Dataset.map saves list as numpy array instead of as list

Hi! I have been trying to have a function that ouputs a list to map it to my dataset. However, when trying to pass the output to a csv or a DataFrame, it appears as a Numpy array instead of as a list. So, if I have the following function:

    def fetch_embedding(data):
        text = data["text"]
        out = trainer.predict(text)
        embeddings = out[0][1][-1][:,0,:]
        embeddings = embeddings.tolist()
        return {"embeddings" : embeddings}

So, I’m very intentionally passing the torch tensor to a list. Then I map it to the dataset to save these embeddings:

dataset = dataset.map(fetch_embedding)

We check whether the dataset stored the list as an actual list:

df = datset.to_pandas()
A = df.iloc[0].loc["embeddings"]
print(type(A))

The output of this is the following:

<class ‘numpy.ndarray’>

Is there any way to actually have the output of the map saved as a list instead of it being passed as a Numpy array?

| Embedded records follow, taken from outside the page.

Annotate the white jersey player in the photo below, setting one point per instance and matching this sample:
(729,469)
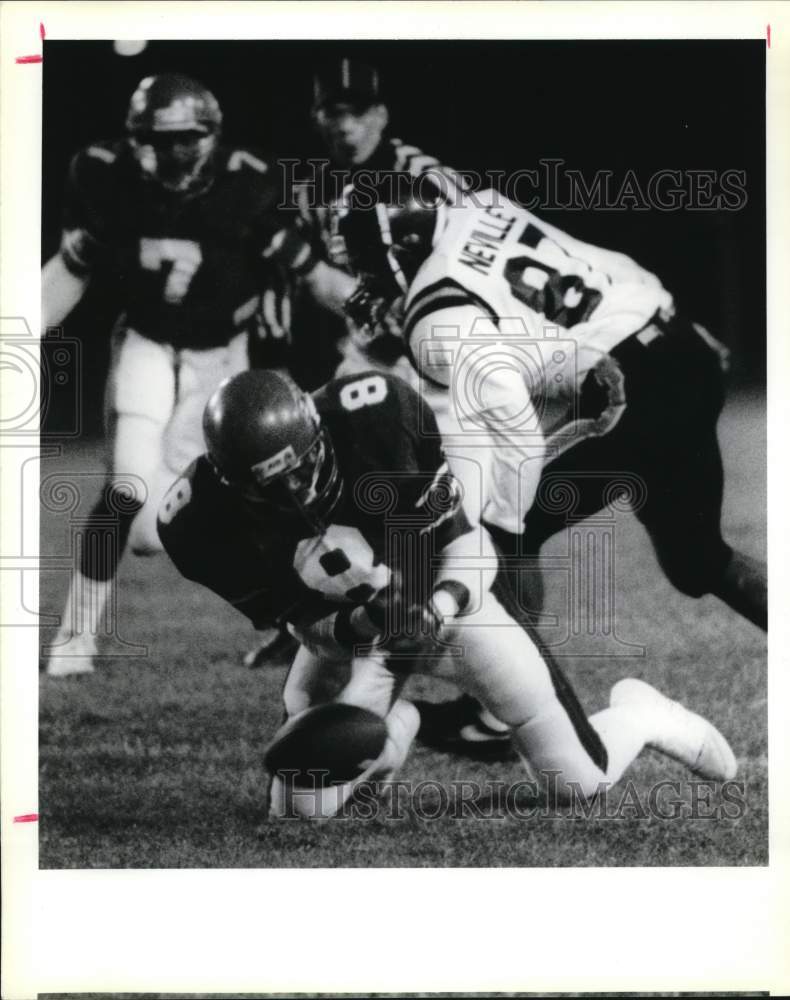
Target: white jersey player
(511,315)
(543,342)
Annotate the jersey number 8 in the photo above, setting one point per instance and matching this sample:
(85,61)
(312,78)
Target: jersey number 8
(363,392)
(185,258)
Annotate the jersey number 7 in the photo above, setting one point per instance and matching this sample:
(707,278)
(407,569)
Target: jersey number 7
(184,258)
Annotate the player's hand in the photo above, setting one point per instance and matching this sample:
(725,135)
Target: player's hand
(374,311)
(419,627)
(404,626)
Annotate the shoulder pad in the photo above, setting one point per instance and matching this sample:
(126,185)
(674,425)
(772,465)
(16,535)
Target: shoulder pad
(243,159)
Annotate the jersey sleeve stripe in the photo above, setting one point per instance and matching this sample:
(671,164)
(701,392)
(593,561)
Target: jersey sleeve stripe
(442,294)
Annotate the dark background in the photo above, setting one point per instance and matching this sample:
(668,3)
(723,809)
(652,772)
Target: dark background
(489,105)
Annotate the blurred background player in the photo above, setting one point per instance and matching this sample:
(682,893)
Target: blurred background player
(335,515)
(506,282)
(352,121)
(184,227)
(635,388)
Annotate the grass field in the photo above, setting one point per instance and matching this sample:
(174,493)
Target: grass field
(155,761)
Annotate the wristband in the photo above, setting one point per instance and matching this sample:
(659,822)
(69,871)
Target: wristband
(458,591)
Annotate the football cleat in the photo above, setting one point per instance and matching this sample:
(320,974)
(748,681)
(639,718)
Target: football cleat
(463,726)
(679,733)
(392,240)
(174,124)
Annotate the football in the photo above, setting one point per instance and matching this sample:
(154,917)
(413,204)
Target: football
(327,745)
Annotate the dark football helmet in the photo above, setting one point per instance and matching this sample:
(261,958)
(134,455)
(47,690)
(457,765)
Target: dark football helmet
(265,439)
(174,124)
(389,237)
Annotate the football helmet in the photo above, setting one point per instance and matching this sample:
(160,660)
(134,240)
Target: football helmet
(174,124)
(392,237)
(265,440)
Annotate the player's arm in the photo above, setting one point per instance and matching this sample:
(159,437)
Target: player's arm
(61,290)
(329,286)
(206,547)
(494,395)
(291,244)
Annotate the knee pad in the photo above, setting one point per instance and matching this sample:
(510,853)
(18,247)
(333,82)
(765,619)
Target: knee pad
(694,568)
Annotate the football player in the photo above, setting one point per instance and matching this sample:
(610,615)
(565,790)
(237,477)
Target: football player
(337,515)
(568,358)
(352,122)
(189,231)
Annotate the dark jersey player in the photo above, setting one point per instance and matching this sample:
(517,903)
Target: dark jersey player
(188,231)
(336,514)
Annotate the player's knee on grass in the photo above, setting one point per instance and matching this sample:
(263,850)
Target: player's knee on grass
(501,666)
(117,506)
(554,755)
(693,565)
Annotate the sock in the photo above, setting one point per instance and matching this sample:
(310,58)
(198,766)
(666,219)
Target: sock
(744,588)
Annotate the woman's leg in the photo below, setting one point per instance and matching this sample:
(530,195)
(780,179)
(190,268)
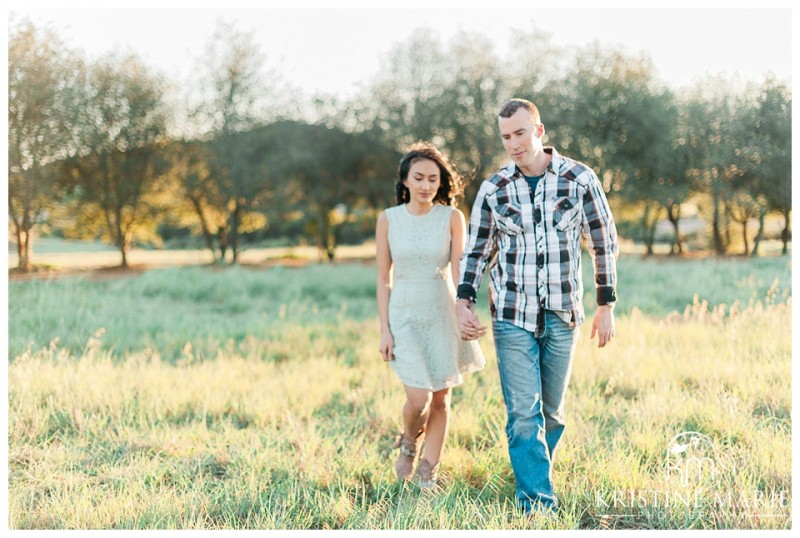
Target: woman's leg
(416,409)
(415,415)
(438,424)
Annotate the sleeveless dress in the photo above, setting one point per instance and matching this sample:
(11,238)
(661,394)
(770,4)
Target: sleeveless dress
(429,352)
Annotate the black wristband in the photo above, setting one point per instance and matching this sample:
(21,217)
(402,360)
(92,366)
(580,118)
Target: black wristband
(465,291)
(606,294)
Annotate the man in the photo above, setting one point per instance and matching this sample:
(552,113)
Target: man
(531,216)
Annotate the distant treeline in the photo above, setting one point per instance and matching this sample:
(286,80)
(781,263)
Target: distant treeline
(110,149)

Hi ! This behavior comes from Arrow:

>>> import pyarrow as pa
>>> df = pa.table({"embeddings": [[0, 1, 2]]}).to_pandas()
>>> df.iloc[0].loc["embeddings"]
array([0, 1, 2])

Arrow uses numpy arrays to enable fast zero-copy conversions from Arrow to pandas. Converting to a python list requires to copy the data into new pythons objects, which can be costly in some cases.

You can get a python list using

df["embeddings"] = [arr.tolist() for arr in df["embeddings"]]

That makes a lot of sense! Thanks for the answer :slight_smile: